While the Obama administration filed the charges against Assange and other whistleblowers and journalists, the Trump administration conceived plans to kidnap and assassinate Assange while he was taking political asylum in the Ecuadorian embassy in London. After WikiLeaks’ Vault 7 leaks on the CIA’s extremely intrusive mass surveillance tools, powerful officials in the government requested “sketches” of how to kidnap and kill Assange. Led by Mike Pompeo, the former CIA director and Secretary of State, Yahoo News detailed how the government planned to shoot out his tires in the middle of London’s streets. This bizarre, authoritarian plot to assassinate a publisher of information the government does not want released may sound out of character for the United States until one recalls the fact that the CIA has a history of being involved with the assassinations of adversaries, as discovered by the Church Committee of 1975. The Committee found that the agency was involved in some shape or form in various killings of foreign leaders, as well as uncovering extremely inhumane operations, such as the infamous mind control experiments of Operation MKULTRA.  

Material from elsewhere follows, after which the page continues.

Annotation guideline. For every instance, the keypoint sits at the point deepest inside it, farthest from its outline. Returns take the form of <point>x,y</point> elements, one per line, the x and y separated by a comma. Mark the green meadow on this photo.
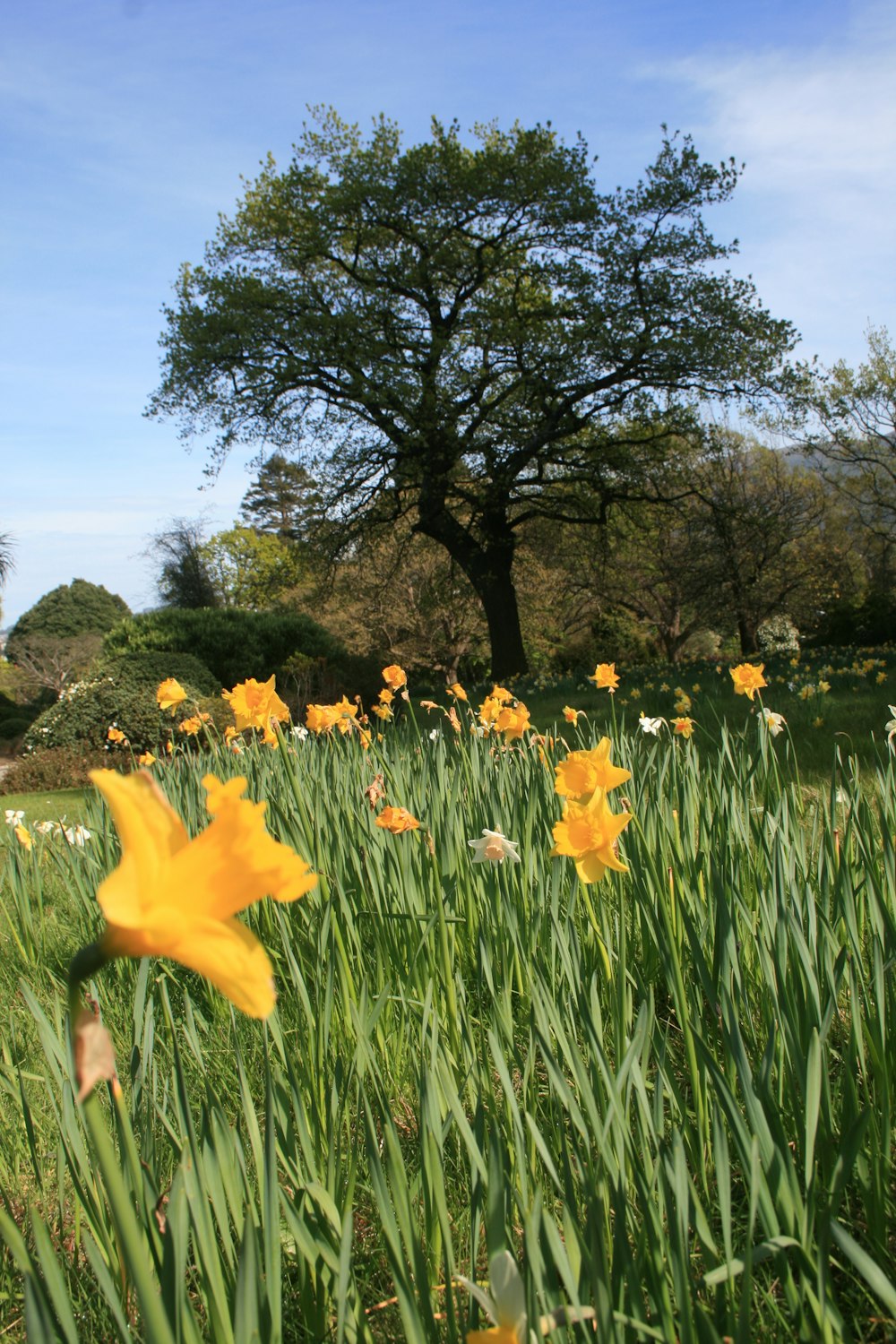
<point>667,1097</point>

 The Biden administration has continued this hypocritical pursuit of power. Avril Haines, the incumbent Director of National Intelligence, claimed that she was going to protect whistleblowers, despite the fact that the Biden administration recently won an appeal to extradite Assange to the United States in order to prosecute him for publishing information about the government’s various atrocities. This follows his seven-year stint in the embassy and a two-year stay in a British prison, where Nihls Melzer, a United Nations torture expert, determined he suffered “deliberate and concerted abuse.” Melzer also warned against Assange’s extradition to the United States as it could violate his human rights. Regardless, it has become clear that the government prioritizes military and political influence over protecting human rights and lives. 

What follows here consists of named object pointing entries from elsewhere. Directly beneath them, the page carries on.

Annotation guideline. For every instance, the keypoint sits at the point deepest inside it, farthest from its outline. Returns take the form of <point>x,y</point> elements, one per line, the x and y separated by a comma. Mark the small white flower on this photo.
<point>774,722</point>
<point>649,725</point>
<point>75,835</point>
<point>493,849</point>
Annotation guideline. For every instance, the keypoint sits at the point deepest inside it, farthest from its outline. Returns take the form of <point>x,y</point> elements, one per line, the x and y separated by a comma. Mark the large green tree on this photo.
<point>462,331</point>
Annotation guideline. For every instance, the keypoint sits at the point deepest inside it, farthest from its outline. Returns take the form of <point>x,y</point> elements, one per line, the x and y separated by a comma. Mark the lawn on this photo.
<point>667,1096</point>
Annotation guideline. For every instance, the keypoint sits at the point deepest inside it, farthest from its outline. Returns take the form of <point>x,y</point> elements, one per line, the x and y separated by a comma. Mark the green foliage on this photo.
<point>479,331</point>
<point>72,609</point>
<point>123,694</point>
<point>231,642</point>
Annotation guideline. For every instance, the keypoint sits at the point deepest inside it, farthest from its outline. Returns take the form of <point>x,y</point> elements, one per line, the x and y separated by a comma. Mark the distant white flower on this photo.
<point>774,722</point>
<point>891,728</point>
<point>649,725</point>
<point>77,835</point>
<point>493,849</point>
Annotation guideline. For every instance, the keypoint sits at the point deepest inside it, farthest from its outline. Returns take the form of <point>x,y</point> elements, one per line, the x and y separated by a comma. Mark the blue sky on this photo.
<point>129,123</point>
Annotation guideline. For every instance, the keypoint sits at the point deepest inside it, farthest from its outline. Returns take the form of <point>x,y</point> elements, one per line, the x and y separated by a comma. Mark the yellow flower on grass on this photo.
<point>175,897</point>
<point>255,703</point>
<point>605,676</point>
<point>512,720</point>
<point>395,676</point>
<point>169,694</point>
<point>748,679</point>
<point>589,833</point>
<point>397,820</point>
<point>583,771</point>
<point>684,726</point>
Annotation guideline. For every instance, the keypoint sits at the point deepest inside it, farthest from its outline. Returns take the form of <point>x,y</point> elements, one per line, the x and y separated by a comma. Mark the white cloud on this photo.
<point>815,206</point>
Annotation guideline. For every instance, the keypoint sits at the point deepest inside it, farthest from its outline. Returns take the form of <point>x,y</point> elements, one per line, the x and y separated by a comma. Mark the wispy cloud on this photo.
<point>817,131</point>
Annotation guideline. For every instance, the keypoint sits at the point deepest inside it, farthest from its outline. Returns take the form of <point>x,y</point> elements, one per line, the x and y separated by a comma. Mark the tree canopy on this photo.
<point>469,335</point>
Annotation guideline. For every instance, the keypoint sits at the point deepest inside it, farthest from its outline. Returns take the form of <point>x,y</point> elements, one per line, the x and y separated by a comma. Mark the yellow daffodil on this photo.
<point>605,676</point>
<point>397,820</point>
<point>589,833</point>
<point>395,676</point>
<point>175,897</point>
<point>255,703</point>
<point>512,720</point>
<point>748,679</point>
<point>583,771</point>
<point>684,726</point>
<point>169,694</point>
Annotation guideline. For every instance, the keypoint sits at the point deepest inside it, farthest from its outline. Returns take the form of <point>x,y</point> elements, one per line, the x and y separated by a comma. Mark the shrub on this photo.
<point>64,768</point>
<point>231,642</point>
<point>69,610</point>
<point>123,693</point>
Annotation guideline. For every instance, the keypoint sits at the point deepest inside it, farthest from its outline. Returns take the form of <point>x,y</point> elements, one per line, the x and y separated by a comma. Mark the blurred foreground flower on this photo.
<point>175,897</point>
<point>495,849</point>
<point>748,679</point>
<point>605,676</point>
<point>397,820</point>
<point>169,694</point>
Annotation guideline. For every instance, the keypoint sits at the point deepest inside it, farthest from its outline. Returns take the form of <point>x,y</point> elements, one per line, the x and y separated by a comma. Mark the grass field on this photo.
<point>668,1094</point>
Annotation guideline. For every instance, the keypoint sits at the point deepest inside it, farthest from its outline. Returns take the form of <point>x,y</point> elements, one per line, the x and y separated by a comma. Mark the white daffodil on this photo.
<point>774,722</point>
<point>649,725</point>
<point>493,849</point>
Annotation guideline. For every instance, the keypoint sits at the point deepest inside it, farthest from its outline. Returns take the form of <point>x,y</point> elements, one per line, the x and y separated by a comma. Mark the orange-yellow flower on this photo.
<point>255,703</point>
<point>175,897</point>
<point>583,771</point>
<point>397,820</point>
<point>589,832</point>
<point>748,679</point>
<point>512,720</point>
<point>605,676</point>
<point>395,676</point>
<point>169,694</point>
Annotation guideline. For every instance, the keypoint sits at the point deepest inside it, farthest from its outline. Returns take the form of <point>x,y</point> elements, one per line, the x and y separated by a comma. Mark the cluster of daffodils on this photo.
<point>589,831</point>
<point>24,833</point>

  A British court granted the United States’ appeal to allow Julian Assange’s extradition in December 2021, citing “assurances” that he would not be tortured, contradicting Nihs Melzer’s determination. However, the High Court did allow Assange to appeal this decision the next month. While it is certainly not enough and the charges against him should be dismissed entirely, this is one small step in the right direction. Assange and the organization he founded conduct journalistic work that is essential to ensuring that the public has access to information that can allow them to make more meaningful decisions about the people they elect to power. Prosecuting an individual for publishing dissenting information threatens all journalists’ freedom to dissent, which is extremely dangerous in a world where governments are using global crises to further authoritarian control.  

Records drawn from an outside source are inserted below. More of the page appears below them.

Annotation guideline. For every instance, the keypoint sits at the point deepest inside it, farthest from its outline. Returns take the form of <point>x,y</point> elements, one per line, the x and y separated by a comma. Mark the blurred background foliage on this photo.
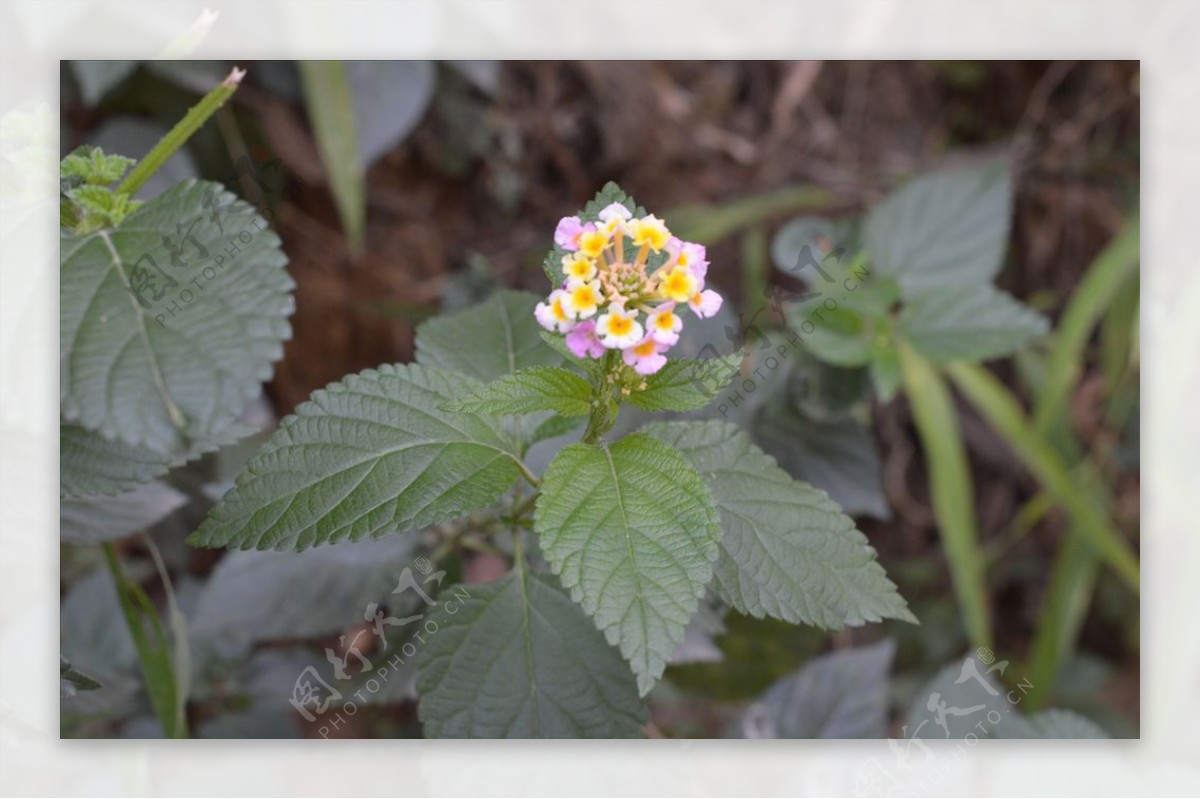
<point>403,188</point>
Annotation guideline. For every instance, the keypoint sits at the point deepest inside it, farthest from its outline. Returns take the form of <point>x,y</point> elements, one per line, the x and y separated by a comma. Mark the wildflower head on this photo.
<point>624,284</point>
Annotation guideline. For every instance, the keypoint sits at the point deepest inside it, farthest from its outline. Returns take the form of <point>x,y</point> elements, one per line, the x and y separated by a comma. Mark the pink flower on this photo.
<point>582,341</point>
<point>705,304</point>
<point>567,234</point>
<point>646,356</point>
<point>693,256</point>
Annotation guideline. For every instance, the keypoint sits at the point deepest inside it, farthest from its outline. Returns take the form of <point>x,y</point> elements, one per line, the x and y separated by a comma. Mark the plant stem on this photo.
<point>167,145</point>
<point>154,656</point>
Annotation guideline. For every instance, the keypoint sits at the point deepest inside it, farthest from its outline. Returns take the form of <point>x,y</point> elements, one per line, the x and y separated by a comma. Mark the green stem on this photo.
<point>154,656</point>
<point>1001,410</point>
<point>167,145</point>
<point>952,488</point>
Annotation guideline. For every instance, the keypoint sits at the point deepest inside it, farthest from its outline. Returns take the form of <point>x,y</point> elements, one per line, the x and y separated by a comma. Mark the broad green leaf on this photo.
<point>97,78</point>
<point>840,336</point>
<point>90,464</point>
<point>390,97</point>
<point>946,228</point>
<point>489,341</point>
<point>106,518</point>
<point>165,373</point>
<point>1049,724</point>
<point>969,322</point>
<point>787,551</point>
<point>256,596</point>
<point>631,532</point>
<point>965,697</point>
<point>366,457</point>
<point>843,695</point>
<point>687,384</point>
<point>329,101</point>
<point>517,659</point>
<point>528,391</point>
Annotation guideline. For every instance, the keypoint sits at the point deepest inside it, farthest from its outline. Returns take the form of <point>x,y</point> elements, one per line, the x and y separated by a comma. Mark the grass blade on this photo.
<point>1104,278</point>
<point>330,104</point>
<point>949,474</point>
<point>154,655</point>
<point>1002,412</point>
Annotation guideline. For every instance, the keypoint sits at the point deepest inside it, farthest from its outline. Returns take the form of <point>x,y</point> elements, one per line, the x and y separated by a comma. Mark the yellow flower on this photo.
<point>592,242</point>
<point>579,266</point>
<point>678,286</point>
<point>649,230</point>
<point>583,299</point>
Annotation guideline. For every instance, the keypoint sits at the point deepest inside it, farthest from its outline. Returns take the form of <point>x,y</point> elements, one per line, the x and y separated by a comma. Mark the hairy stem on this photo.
<point>167,145</point>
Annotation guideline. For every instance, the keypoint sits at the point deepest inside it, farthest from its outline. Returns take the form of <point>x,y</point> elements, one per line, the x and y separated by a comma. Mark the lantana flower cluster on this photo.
<point>611,300</point>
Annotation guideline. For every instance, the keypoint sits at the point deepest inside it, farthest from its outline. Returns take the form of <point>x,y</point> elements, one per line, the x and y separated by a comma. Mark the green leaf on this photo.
<point>329,101</point>
<point>167,373</point>
<point>609,194</point>
<point>1049,724</point>
<point>541,388</point>
<point>106,518</point>
<point>970,686</point>
<point>787,551</point>
<point>631,532</point>
<point>687,384</point>
<point>843,695</point>
<point>946,228</point>
<point>256,596</point>
<point>97,78</point>
<point>997,406</point>
<point>839,336</point>
<point>489,341</point>
<point>969,322</point>
<point>366,457</point>
<point>90,464</point>
<point>517,659</point>
<point>72,680</point>
<point>837,456</point>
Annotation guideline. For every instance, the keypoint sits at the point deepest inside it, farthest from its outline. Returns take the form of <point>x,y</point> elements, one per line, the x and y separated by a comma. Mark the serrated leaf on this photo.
<point>946,228</point>
<point>843,695</point>
<point>687,384</point>
<point>72,680</point>
<point>969,322</point>
<point>97,78</point>
<point>609,194</point>
<point>489,341</point>
<point>1049,724</point>
<point>786,551</point>
<point>528,391</point>
<point>90,464</point>
<point>161,379</point>
<point>631,533</point>
<point>553,427</point>
<point>390,97</point>
<point>106,518</point>
<point>517,659</point>
<point>837,456</point>
<point>256,596</point>
<point>840,336</point>
<point>365,457</point>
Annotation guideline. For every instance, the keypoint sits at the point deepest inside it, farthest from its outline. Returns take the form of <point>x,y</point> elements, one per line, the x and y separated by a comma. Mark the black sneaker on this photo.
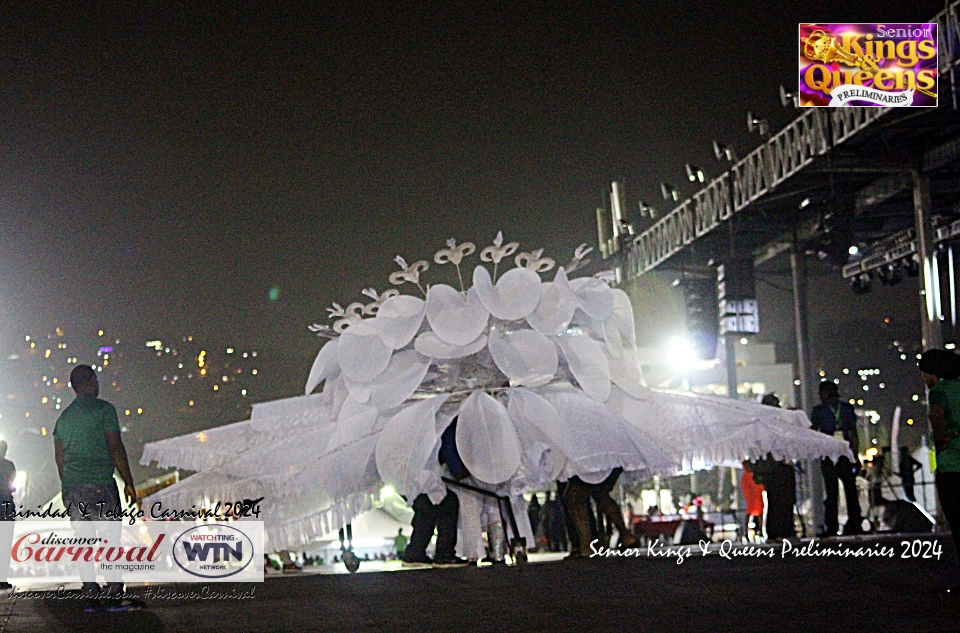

The only significant difference between WikiLeaks and Daniel Ellsberg’s work is that the former bypasses the media partners that seem to uncritically parrot government narratives, sometimes knowingly, as they did with “weapons of mass destruction” in the Iraq War. Government officials participate in grandiose theatrics for their uncritical supporters, making it clear they intend to continue violating the human rights of journalists and publishers far into the future. Julian Assange’s extradition is only the beginning.